The neural network is building on past research; last year the lab taught their computer to categorize roughly 62,000 paintings and rank them by how innovative the images were. The computer was able to note similarities in paintings created centuries apart; the resulting map of art placed paintings by Goya, Michelangelo and Vermeer (who is one of the most forged artists of all time) among the top most creative images for their eras, with the “Mona Lisa” by Da Vinci, and paintings by Durer and Ingres closer to the bottom.

The authorship of this painting, now attributed to Vermeer, was under scrutiny for many years. AI can be used to differentiate the visual cues of artists and so help spot forgeries. (Photo: Public Domain)

The computer learned composition, subject matter and color during that time, but today it is ignoring those characteristics, and learning to recognize the smallest brush stroke. Once that is mastered, says Elgammal, “then we can reach something that can avoid forgers being able to manipulate the machine.” 

After looking at hundreds of various artists’ drawings, the computer’s A.I. can now identify the individual strokes of Matisse and Picasso with an accuracy of up to 80 percent, according to Elgammal. “If the machine can tell what are the characteristics of certain artists, advances can lead to the machine also reading art based on style, although that will still be ahead in the future,” he says. Currently, the AI can detect a line’s thickness, curvature, shape, tone, and smoothness. Eventually, the technology will be able to read a broader set of details within context.

Artificial intelligence critics, some of whom believe computers may one day replace human value in society, are likely to be wary of a robotic mind appreciating art. But Elgammal believes that artificial intelligence is not likely to replace art historians and aficionados. “In reality we are far behind in replicating human intelligence, even of that of a toddler,” says Elgammal. “The machine really complements human ability, it’s not a competition, and we will not be at a stage where it will be replacing the human identity—at least, not anytime soon.“

The Artificial Intelligence Lab’s system is also meant to complement other technologies that verify a painting’s authenticity, such as testing the age of the canvas and the chemical composition of pigments, and using infrared and hyperspectral imaging. The lab also employ artists and art historians to lend their knowledge to the computer base. Elgammal and his team will be publishing the results of their work soon, hopefully by the end of 2016. 

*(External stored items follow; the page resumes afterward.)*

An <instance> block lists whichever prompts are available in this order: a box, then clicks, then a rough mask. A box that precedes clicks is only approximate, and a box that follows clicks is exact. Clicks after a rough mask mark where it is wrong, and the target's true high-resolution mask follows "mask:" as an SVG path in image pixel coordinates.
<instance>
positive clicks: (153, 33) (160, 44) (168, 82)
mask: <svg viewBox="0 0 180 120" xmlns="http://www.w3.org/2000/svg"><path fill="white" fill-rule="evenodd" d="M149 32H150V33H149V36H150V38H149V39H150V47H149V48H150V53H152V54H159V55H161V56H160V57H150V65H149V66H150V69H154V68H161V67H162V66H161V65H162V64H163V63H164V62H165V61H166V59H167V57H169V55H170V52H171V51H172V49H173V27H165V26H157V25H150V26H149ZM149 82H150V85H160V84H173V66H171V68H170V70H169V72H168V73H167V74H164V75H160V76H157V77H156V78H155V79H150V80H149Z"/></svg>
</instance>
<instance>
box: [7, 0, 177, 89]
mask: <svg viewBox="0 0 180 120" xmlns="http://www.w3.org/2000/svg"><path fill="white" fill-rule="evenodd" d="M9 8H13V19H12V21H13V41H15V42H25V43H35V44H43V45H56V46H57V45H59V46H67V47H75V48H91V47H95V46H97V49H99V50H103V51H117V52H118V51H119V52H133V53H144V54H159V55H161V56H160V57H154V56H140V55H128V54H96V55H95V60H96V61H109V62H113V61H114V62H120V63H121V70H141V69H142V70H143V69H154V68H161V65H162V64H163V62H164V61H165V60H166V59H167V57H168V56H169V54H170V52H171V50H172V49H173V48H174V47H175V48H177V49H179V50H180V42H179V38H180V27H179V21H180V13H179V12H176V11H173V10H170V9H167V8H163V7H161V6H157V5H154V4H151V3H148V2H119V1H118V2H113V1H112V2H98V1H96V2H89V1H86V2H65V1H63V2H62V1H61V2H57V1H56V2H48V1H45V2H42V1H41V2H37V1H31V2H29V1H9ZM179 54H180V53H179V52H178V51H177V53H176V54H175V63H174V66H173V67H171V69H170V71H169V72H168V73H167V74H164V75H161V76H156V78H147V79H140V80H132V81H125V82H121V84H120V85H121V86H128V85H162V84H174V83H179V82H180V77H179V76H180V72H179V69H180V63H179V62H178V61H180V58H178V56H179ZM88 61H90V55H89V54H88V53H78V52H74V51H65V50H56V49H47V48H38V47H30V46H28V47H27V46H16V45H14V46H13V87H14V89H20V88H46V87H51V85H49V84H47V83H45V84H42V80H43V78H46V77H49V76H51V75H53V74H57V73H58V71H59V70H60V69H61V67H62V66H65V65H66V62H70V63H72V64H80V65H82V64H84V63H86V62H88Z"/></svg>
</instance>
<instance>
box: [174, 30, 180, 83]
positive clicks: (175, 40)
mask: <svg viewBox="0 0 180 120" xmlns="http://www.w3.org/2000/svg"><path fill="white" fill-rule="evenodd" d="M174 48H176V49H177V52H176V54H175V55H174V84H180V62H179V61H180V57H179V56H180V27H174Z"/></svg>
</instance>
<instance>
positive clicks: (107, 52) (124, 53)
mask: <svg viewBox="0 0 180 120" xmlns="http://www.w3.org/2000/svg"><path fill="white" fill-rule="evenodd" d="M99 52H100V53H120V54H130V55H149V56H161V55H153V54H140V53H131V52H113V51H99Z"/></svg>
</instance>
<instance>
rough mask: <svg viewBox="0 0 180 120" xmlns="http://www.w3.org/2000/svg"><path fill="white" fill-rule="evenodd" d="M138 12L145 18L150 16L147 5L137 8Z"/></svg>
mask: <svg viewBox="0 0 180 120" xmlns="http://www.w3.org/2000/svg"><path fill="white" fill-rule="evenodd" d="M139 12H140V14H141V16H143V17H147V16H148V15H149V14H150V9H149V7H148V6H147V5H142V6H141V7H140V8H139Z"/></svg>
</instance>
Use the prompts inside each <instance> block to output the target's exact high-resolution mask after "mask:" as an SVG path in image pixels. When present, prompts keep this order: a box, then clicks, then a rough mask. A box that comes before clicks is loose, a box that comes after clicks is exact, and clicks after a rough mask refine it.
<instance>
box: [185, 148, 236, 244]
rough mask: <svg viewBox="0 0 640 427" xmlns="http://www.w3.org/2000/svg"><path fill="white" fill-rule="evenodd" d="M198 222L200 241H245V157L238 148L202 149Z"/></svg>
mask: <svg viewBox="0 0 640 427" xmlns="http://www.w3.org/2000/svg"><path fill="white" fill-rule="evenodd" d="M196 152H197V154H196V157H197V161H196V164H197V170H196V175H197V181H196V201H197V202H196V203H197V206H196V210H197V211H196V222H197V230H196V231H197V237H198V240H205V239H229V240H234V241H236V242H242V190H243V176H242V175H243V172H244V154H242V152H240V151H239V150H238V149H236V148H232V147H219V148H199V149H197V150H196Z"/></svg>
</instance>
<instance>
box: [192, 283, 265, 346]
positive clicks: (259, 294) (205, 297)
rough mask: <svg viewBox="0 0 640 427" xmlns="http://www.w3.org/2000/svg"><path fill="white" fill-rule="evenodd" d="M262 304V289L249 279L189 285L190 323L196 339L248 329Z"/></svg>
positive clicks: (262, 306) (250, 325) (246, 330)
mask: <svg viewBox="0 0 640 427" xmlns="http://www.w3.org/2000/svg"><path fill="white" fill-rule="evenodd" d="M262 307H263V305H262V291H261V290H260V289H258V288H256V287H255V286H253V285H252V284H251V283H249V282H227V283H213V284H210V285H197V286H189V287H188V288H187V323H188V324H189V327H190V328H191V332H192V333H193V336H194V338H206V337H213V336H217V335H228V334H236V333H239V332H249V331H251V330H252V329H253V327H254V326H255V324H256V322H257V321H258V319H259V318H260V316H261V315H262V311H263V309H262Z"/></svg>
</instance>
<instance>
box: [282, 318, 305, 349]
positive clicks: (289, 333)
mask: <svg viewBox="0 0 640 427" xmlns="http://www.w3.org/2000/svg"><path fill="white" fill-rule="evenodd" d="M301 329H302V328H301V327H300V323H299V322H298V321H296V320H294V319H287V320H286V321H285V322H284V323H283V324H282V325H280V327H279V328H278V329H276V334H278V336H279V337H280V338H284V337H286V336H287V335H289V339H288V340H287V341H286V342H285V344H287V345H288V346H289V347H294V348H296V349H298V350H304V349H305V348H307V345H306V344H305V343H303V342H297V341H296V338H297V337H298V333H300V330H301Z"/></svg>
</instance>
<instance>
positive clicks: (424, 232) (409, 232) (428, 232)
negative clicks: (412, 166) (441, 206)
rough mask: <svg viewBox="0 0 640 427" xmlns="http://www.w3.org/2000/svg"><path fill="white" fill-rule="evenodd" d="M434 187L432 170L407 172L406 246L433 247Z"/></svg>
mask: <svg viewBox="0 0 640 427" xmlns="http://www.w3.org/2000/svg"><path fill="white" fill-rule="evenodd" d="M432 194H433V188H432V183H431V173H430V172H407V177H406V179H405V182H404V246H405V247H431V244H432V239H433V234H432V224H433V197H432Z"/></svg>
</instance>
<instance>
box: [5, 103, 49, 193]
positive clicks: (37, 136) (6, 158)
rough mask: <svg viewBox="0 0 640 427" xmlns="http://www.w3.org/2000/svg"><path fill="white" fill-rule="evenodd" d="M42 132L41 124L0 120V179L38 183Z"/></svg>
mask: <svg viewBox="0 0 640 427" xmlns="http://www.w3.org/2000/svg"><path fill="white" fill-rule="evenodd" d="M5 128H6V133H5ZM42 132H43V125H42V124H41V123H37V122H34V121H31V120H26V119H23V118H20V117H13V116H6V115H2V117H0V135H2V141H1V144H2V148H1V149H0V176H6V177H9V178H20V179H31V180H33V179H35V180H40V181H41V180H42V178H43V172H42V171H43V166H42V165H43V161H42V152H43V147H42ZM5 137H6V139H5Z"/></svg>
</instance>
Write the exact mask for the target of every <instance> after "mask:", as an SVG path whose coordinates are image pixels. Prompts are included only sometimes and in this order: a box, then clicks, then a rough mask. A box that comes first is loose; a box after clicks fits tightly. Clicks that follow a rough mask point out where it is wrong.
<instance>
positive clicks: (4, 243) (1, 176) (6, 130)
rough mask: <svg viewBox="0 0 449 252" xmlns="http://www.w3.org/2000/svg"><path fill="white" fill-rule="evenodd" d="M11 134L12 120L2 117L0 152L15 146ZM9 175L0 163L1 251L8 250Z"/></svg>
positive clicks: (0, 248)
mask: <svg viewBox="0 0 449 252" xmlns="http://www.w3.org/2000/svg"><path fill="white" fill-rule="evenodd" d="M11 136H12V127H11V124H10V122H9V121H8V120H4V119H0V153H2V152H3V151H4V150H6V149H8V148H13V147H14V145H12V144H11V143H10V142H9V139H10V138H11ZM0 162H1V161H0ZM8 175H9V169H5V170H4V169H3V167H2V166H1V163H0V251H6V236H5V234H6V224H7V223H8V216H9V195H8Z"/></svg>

Visitors at the Art Institute of Chicago. AI can be used to learn about composition, color and subject matter. (Photo: Phil Roeder/CC BY 2.0

The computer scientists at Rutgers believe that not only will studying art help artificial intelligence systems become a better tool for art historians and art dealers, they may help us understand how and why we understand art ourselves. In the past few years some neuroscientists have theorized that art directly stimulates certain neurons in our own brains, and reverse-engineering this process for computers could potentially shed light on the process.

Indeed, the Art and Artificial Intelligence Lab uses models of human neural networks in their research. The technology can also help uncover new facets of art history over long stretches of time using statistical analysis to learn exactly how styles and techniques evolved.

“That’s opening doors for me and new questions about art which I think is very interesting, because art and science has somehow been two different camps,” says Elgammal, whose own love of art is what drew him to the Art and Artificial Intelligence Lab. “Now it’s time to make science and art come back together again and start asking these questions.”

Plus, if the fear of human workers being replaced by A.I. ever materializes, it may be somewhat comforting to know that our robot overlords are the cultured sort.